HIV-1 remains a major health problem worldwide since the virus has developed drug-resistant strains, so, the need for novel agents is urgent. The protein reverse transcriptase plays fundamental role in the viruses' replication cycle. FDA approved Delavirdine bearing a sulfonamide moiety, while thiazolidinone has demonstrated significant anti-HIV activity as a core heterocycle or derivative of substituted heterocycles. In this study, thirty new thiazolidinone derivatives (series A, B and C) bearing sulfonamide group were designed, synthesized and evaluated for their HIV-1 RT inhibition activity predicted by computer program PASS taking into account the best features of available NNRTIs as well as against SARS-COV-2 main protease. Seven compounds showed good anti-HIV inhibitory activity, with two of them, C1 and C2 being better (IC₅₀ 0.18 μΜ & 0.12 μΜ respectively) than the reference drug nevirapine (IC₅₀ 0.31 μΜ).

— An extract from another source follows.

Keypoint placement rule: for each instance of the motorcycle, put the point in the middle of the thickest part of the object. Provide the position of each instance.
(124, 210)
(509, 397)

The evaluation of molecules to inhibit the main protease revealed that 6 of the synthesized compounds exhibited excellent to moderate activity with two of them (B4 and B10) having better IC₅₀ values (0.15 & 0.19 μΜ respectively) than the reference inhibitor GC376 (IC₅₀ 0.439 μΜ). The docking studies is coincides with experimental results, showing good binding mode to both enzymes.